六日战争的第一个空战战果是由驾驶天火77的丹.塞弗获得的,照片里,这架飞机上采用了对地攻击的挂载方案。
每支天火中队总是有两架飞机保持在待命警戒状态,它们可以随时被召起飞来回应阿拉伯人的空中打击。当这个威胁消失后,出其不意的效果就不存在了,待命警戒的天火就被召去执行那些令人讨厌的战斗空中巡逻任务,以便保护以色列空军的攻击机群。其中一支由大卫.伊夫里(David Ivry)带队,他的僚机是伊兰.戈南(Ilan Gonen)(座机天火59),那时伊夫里是经验最丰富的天火飞行员之一。自从1961年去法国受训起就开始驾驶三角翼战机,并在1964至66年间但任117中队的中队长。戈南则是其中最缺少经验的飞行员之一,1965年才开始驾驶三角翼战机。伊兰.戈南回忆道:
“我们巡逻了很长一段时间,但在西奈半岛上空却没能发现一架米格机,因为伊夫里的电台出了故障,所以由我来代替和地面管制拦截官对话,并且接替了长机的位置。然后我们拦截了一架伊尔-14,并且证明了我是第一个开火的。那架伊尔-14飞得是如此的低,以至于它的飞行员直接放下起落架,将起火的飞机降落在沙漠里,伊夫里之后又攻击了那架停在地面上的运输机。”
西奈半岛中央的伽夫伽法机场被以色列占领后重新命名为雷非迪姆,照片中,滑行跑道两侧的2架米-6直升机残骸清晰可见,它们在1967年6月5日的空袭中被炸毁,残骸被粗鲁地铲走,以便让机场能够再度恢复运作,左侧的15/33跑道清晰可见。
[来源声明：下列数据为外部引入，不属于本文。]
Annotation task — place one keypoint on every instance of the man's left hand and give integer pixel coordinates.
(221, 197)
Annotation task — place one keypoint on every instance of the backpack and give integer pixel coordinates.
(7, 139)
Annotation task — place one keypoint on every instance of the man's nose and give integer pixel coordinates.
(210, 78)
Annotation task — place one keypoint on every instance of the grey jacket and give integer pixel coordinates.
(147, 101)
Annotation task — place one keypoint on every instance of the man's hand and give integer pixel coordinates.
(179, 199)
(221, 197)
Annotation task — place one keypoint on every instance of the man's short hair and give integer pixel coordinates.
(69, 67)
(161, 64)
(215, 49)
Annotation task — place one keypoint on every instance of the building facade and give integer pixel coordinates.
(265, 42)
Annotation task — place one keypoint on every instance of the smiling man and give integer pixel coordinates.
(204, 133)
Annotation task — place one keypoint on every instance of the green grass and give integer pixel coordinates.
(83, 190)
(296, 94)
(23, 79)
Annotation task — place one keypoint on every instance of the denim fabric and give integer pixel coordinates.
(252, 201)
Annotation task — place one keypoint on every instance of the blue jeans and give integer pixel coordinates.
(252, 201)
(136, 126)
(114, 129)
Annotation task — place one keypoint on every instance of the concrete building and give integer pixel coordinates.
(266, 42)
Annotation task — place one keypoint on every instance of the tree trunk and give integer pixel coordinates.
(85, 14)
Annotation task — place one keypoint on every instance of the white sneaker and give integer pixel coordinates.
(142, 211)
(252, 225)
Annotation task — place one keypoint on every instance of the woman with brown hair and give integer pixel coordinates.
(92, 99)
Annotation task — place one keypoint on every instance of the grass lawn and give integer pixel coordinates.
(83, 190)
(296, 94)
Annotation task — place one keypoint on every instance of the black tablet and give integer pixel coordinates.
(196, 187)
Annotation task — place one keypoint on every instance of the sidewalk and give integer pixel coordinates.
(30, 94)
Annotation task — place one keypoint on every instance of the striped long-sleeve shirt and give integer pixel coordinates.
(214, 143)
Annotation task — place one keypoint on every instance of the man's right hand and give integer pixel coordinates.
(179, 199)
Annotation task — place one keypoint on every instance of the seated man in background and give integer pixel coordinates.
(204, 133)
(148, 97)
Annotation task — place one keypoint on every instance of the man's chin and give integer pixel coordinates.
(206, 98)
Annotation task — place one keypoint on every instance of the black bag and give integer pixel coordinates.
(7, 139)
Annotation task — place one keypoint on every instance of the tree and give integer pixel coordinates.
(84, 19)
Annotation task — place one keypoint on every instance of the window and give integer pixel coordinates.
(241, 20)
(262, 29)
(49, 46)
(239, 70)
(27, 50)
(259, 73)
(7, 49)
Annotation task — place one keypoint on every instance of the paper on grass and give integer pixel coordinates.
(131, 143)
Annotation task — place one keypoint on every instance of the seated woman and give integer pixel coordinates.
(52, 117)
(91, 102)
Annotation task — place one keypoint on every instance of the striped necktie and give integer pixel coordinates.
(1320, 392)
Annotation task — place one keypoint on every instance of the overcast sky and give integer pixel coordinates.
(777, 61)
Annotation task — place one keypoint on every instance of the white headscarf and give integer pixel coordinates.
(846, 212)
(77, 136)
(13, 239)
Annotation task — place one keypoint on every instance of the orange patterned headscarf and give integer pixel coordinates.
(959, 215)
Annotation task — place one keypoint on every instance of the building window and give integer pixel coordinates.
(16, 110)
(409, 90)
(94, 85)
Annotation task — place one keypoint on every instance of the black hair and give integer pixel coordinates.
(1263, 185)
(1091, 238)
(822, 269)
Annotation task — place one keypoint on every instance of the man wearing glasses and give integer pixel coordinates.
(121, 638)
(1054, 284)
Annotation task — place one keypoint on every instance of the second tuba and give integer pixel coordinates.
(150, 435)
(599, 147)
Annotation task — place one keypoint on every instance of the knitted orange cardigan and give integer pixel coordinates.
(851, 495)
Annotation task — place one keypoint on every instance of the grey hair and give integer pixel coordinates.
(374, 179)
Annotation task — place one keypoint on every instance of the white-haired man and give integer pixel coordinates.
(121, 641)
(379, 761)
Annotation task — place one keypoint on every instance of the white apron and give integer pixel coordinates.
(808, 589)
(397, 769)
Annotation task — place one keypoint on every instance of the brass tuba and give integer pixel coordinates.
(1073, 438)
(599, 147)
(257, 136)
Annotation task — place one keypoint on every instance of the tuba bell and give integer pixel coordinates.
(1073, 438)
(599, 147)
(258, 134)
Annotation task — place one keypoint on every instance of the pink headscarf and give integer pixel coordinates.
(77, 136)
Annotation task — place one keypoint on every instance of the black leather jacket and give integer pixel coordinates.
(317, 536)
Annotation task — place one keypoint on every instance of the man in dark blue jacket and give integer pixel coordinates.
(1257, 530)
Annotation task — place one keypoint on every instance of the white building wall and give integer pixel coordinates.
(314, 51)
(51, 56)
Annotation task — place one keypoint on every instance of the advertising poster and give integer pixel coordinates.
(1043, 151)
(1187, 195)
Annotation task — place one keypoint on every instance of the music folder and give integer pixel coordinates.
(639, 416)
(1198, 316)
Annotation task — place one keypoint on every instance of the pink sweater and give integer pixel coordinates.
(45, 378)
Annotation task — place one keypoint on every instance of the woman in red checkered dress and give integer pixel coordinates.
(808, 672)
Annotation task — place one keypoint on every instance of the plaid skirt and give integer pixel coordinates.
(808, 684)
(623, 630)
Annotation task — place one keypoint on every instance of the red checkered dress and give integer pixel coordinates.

119中队的“Apartment”编队在07:50攻击英萨斯,“Lintel”编队于08:00攻击开罗西,“Gutter”编队在08:45紧跟其后。2支双机编队待命警戒(“Fence”和“Floor”),还有一架侦察机于08:45起飞,到埃及机场上空执行轰炸损伤评估任务,参与轰炸开罗西机场的“Gutter 3”鲁文.罗森回忆道:
“我们扔下炸弹并进行了3次扫射,在攻击中,我感到自己的座机被击中了,但是我决定将任务继续下去。离开时,我才发现油料系统出问题了。事实上,油箱被打出了一个洞,我们仍旧在低空飞行,此刻,我看见了一架米格-21迎面飞来。为了击落我,他所能做的就是和我纠缠了数分钟,但我们就是谁也打不到谁,也许他的问题比我的还严重。我向哈佐尔飞去,并且爬升,以降低油料消耗。可是在加沙上空27000英尺高度上,阿塔发动机喷火了。我已经可以看见哈佐尔,我的僚机埃胡德.谢拉赫(Ehud Shelach)正在保护着我,在发动机停下前,我把飞机降到了跑道上。哈佐尔的地勤们把登机梯架上来,其中一人爬到飞机上,这时我才注意到我的膝盖在发抖。我被吓到了,我想要是地勤看见一名发抖的飞行员才意识到战争开始了,那就很尴尬。于是我对那名惊讶不已的地勤说‘下去’,他说我要把弹射座椅的插销插上。我坚持这么做,他遵从了。我又等了好几分钟,直到腿不再发抖,然后对他说,‘好了,现在你可以爬上来了。’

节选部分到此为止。